Lo stava facendo per lui con la stessa
prontezza con cui, una volta interruppe una
gravidanza.
Si ricordava bene quando fu obbligata ad
abortire, lo fece perchè stava aspettando una bambina.
Era incinta da venti settimane quando
si recò in una clinica specializzata. La sala d’attesa era piena di disperate
come lei, ciò nonostante le operazioni si svolgevano con una certa velocità;
ogni venti minuti usciva dalla sala operatoria uno straccio di donna piegata in
due.
Una ragazzina che sembrava minorenne
cercava di consolarle.
Raccontò la sorte di sua sorella
incinta che era finita in carcere dopo aver ammazzato il suo compagno violento.
Poco dopo la nascita della bambina,
quando vide un'infermiera premere un asciugamano bagnato sulla faccia ancora
sporca di placenta, si era ripetutamente infilata le forbici nell’addome.
La bambina aveva smesso di piangere
dopo dieci minuti, sua sorella aveva smesso di urlare dopo mezzo ora.

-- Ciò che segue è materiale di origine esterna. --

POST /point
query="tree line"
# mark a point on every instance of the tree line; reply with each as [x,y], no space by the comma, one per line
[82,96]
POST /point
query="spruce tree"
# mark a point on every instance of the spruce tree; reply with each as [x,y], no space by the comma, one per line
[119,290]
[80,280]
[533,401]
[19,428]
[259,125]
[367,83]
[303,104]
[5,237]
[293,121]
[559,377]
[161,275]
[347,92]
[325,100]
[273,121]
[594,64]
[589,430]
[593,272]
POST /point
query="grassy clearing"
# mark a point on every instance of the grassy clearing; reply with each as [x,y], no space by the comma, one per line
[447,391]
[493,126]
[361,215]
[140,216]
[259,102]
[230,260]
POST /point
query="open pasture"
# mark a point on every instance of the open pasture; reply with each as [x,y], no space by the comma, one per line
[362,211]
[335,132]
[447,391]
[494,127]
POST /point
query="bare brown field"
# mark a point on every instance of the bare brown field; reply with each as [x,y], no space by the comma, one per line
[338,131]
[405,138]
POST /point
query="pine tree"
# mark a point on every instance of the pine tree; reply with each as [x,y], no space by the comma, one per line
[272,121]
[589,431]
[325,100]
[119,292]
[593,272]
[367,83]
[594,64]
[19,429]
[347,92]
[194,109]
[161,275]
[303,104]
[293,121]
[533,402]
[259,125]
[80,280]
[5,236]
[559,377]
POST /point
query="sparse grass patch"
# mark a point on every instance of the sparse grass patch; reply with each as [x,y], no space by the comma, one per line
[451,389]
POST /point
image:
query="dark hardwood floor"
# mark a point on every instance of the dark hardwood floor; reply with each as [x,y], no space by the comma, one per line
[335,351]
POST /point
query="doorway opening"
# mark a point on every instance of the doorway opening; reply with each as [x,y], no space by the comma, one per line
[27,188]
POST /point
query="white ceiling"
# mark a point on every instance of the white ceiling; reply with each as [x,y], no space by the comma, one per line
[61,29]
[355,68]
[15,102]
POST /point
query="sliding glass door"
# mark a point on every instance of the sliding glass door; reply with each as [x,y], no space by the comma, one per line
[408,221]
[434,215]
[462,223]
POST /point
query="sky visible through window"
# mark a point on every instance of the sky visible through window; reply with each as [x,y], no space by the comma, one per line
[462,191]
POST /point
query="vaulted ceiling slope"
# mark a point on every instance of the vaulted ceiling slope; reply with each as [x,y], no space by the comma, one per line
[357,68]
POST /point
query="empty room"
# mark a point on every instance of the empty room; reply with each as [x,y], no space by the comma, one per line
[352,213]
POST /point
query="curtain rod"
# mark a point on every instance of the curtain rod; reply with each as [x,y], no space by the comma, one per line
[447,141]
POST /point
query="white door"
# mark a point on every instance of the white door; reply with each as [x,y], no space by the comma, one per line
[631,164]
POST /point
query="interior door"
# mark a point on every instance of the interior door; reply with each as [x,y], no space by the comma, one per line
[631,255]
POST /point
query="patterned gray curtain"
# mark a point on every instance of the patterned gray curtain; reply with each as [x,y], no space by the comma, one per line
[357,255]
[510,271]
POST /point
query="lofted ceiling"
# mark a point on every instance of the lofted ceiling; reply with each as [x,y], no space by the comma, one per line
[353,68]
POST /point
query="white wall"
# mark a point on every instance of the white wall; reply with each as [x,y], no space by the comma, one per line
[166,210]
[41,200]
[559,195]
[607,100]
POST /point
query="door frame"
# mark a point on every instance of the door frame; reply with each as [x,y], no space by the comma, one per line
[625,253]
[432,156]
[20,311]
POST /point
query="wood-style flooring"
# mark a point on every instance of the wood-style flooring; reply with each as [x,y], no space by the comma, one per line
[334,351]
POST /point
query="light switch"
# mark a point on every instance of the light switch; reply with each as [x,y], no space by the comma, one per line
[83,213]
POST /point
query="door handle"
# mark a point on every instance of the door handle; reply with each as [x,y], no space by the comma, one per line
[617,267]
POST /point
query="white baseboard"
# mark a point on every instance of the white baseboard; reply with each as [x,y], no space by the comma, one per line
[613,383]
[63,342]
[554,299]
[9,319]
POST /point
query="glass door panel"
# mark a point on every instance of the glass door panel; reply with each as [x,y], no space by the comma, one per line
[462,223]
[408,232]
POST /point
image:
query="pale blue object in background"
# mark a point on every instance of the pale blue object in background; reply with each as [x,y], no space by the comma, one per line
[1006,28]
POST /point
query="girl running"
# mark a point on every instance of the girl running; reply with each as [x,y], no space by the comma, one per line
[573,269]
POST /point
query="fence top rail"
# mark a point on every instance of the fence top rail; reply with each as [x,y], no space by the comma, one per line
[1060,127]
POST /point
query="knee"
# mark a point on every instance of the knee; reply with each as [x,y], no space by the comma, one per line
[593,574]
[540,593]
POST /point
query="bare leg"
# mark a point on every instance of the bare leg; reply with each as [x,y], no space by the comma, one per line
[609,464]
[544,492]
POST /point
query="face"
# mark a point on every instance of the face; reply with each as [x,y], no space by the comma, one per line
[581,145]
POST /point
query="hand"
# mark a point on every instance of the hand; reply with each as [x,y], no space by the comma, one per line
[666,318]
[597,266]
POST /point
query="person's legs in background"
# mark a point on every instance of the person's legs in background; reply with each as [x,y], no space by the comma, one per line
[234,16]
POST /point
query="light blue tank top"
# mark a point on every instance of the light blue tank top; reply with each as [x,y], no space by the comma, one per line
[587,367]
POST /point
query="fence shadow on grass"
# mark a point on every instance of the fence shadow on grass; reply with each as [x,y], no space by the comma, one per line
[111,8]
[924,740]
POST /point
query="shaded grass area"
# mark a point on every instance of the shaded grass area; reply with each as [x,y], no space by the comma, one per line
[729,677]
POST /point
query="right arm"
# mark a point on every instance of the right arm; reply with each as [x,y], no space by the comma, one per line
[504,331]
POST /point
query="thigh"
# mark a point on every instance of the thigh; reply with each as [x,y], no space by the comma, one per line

Yŏng, una volta uscita dall’ospedale,
piegata anche lei in due, decise di telefonare al marito che con una voce
ansimante le ordinò di chiamare un taxi, perché
era impegnato.
Yŏng riconoscendo in sottofondo le
risate ed i gemiti della segretaria avrebbe voluto infilarsi, anche lei, le
forbici nell’addome.
La segretaria non era più bella di lei,
ma aveva la pelle più bianca, il naso
più sottile e gli occhi “diritti”.
In breve tempo anche la pelle di Yŏng
divenne alabastrina, il naso più lungo e alle sue palpebre aggiunse uno strato
di pelle.
Suo marito non si accorse di nulla.
A
Milano risiedevano in una lussuosa palazzina aziendale con l’ascensore.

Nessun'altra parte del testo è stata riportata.